The numbers will foreshadow the growing diversity of the country, analysts said. The report and recommendation issue by the bureau last week included the first glimpse into national-level population numbers by race.
This was the first census that Americans were allowed to identify themselves as being of more than one race on the form. The report found there were 34.6 million people in 2000 who were classified as black'', with no other race. An additional 1.8 million Americans classified themselves as black and some other race.
The black population in the 1990 census, which only allowed people to check off one race, was 30 million.
Using adjustment methods, the bureau also estimated there could have been a 2.1 percent undercount in the black category in 2000, raising the total to 37.2 million.
The Hispanic population in the 2000 census was about 34.5 million, according to preliminary estimates by demographer Jeffrey Passel, who had access to Census Bureau information as a consultant to a federal panel overseeing the census. That was up from 22.4 million in the 1990 census.
The Hispanic population has long been considered the nation's fastest- growing minority, and had been forecast to pass blacks next year as the nation's largest.
Republicans cautioned that many of the numbers, though, were based on preliminary estimates, and may change. The Census Bureau was expected to release a full report on race and ethnicity next week.
Evans' decision quieted, for now, a long political debate between congressional Democrats and Republicans over whether, and how, to account for those missed in the actual national head count.
Nationally, estimates from a survey following the 2000 census found a net undercount of 1.2 percent of the country's 281 million people on April 1, 2000, or about 3.3 million Americans. That was down from 1.6 percent in 1990, or about 4 million of the country's population then of 248 million.
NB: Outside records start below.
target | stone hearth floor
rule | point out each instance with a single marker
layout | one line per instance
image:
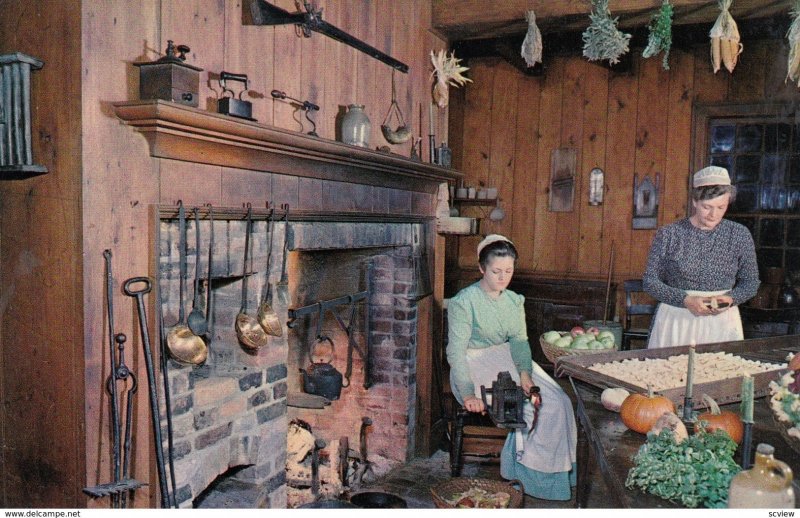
(413, 481)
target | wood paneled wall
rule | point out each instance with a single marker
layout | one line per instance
(103, 182)
(505, 126)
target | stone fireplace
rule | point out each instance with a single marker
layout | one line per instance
(230, 415)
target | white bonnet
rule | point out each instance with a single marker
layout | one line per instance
(711, 175)
(488, 240)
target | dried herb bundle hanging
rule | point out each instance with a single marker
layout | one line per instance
(660, 38)
(532, 45)
(793, 69)
(602, 39)
(725, 46)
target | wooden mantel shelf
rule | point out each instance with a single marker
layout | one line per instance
(190, 134)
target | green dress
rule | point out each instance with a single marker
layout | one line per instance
(543, 461)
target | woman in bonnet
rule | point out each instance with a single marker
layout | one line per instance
(487, 335)
(701, 268)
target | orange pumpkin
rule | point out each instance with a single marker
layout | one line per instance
(727, 421)
(639, 412)
(794, 363)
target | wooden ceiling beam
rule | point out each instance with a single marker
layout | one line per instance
(473, 19)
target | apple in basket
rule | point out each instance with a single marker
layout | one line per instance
(551, 337)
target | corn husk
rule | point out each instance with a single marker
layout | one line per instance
(447, 71)
(532, 45)
(725, 44)
(793, 67)
(601, 39)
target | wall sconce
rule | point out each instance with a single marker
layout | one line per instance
(596, 181)
(15, 116)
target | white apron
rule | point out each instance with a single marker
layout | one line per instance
(677, 326)
(550, 448)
Democrats and civil rights groups said an adjustment using statistical sampling would protect against traditional undercounts of minorities and children that continued to exist in the 2000 count.
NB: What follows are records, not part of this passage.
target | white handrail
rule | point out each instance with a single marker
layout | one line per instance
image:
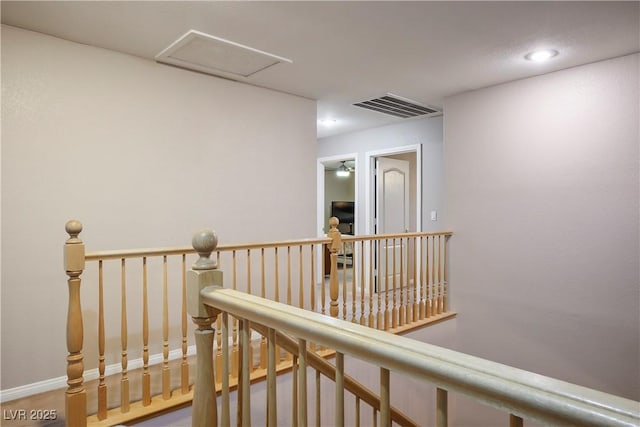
(519, 392)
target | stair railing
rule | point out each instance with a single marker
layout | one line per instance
(520, 393)
(141, 293)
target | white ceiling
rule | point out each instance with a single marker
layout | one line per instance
(345, 52)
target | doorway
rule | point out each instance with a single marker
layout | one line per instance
(393, 205)
(338, 193)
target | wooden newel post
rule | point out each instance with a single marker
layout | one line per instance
(203, 273)
(336, 244)
(75, 396)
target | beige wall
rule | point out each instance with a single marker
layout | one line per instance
(143, 154)
(542, 190)
(425, 132)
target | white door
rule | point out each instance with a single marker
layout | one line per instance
(392, 216)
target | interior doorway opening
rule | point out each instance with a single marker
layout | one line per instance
(338, 193)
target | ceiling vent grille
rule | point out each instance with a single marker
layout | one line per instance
(213, 55)
(396, 106)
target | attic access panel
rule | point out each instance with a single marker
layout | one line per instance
(396, 106)
(217, 56)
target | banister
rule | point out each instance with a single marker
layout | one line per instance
(520, 392)
(179, 250)
(329, 371)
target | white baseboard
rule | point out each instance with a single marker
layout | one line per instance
(92, 374)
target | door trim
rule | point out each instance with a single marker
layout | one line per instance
(369, 164)
(320, 190)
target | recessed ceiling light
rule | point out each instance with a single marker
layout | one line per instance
(327, 122)
(541, 55)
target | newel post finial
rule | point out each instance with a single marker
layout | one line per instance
(75, 396)
(205, 241)
(336, 244)
(203, 274)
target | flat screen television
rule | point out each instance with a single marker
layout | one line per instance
(344, 211)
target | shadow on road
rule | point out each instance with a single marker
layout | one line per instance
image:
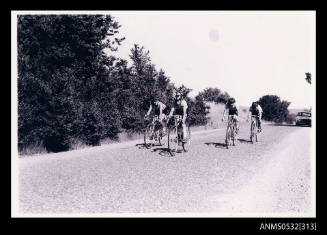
(217, 145)
(244, 141)
(278, 124)
(147, 146)
(163, 151)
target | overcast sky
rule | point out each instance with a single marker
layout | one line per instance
(248, 54)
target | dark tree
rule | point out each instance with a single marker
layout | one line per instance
(274, 109)
(62, 74)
Republicans countered that the Constitution does not allow for anything other than an actual enumeration'' for redistricting. They also said that adjustment would insert more errors into a 2000 census more accurate than 1990.
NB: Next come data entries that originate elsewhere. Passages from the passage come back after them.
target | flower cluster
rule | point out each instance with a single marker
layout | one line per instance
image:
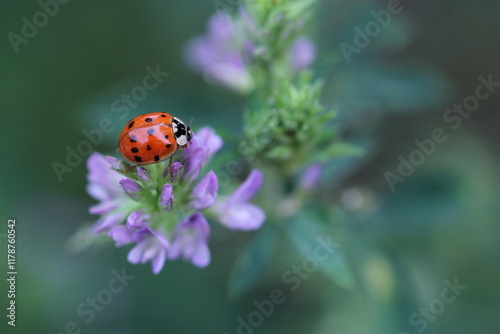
(225, 53)
(161, 208)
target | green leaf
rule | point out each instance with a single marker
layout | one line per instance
(307, 236)
(252, 262)
(340, 149)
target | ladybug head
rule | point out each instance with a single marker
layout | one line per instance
(182, 133)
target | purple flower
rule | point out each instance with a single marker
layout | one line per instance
(218, 55)
(226, 52)
(130, 187)
(235, 212)
(302, 53)
(103, 185)
(167, 196)
(122, 235)
(138, 207)
(205, 193)
(142, 174)
(175, 171)
(108, 221)
(103, 182)
(190, 240)
(151, 246)
(204, 145)
(137, 219)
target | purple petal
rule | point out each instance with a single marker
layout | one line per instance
(302, 53)
(194, 157)
(135, 254)
(201, 257)
(248, 189)
(241, 216)
(122, 235)
(151, 246)
(102, 180)
(167, 196)
(190, 240)
(142, 174)
(113, 162)
(130, 187)
(106, 222)
(175, 171)
(137, 219)
(205, 193)
(158, 262)
(310, 177)
(103, 207)
(195, 222)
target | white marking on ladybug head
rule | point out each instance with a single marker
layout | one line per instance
(182, 133)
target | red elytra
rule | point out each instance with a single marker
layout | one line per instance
(152, 138)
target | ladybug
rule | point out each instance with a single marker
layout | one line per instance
(151, 138)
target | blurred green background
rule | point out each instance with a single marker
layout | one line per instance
(440, 224)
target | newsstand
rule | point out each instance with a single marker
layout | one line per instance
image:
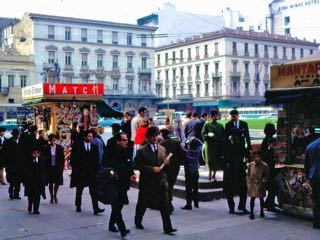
(296, 86)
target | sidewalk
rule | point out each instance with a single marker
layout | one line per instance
(210, 221)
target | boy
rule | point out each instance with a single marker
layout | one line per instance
(258, 174)
(34, 180)
(191, 166)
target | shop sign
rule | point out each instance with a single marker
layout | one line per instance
(296, 75)
(33, 91)
(72, 89)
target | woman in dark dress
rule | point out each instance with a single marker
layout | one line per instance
(55, 166)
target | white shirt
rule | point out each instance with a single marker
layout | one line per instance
(87, 146)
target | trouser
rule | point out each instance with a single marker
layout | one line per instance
(315, 183)
(79, 196)
(192, 192)
(164, 207)
(242, 196)
(34, 200)
(116, 216)
(14, 189)
(172, 175)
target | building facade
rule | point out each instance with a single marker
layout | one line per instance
(225, 68)
(172, 25)
(73, 50)
(297, 18)
(16, 71)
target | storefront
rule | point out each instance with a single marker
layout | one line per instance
(57, 106)
(297, 87)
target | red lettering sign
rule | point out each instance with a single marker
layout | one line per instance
(72, 89)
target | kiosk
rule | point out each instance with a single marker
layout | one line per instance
(297, 87)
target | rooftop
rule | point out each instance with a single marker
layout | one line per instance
(87, 21)
(226, 32)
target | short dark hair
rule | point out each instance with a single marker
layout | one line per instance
(203, 115)
(116, 127)
(142, 109)
(118, 135)
(87, 132)
(234, 112)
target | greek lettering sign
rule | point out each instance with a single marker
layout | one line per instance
(296, 75)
GOP officials also warn that the estimates offered from the survey could change after more analysis by the Census Bureau is done.
At this point, we've given the country the best estimates that we can provide,'' said acting Census Bureau Director William Barron.
Evans agreed with a bureau recommendation that adjusted data could not be used because there were too many discrepancies with another, similar analysis bureau officials perform to measure accuracy.
Barron said his agency had too little time to remedy those problems before the decision due on redistricting.
Nevertheless, sampling supporters asked Evans for all numbers to be released down to the block level, the smallest level of Census Bureau geography.
Currently, undercount percentages are available on the national level only.
Bureau analysts will continue to study the adjusted numbers to determine if they should be released at all, or at what point they would be made public, Evans said. The process could take months, he said.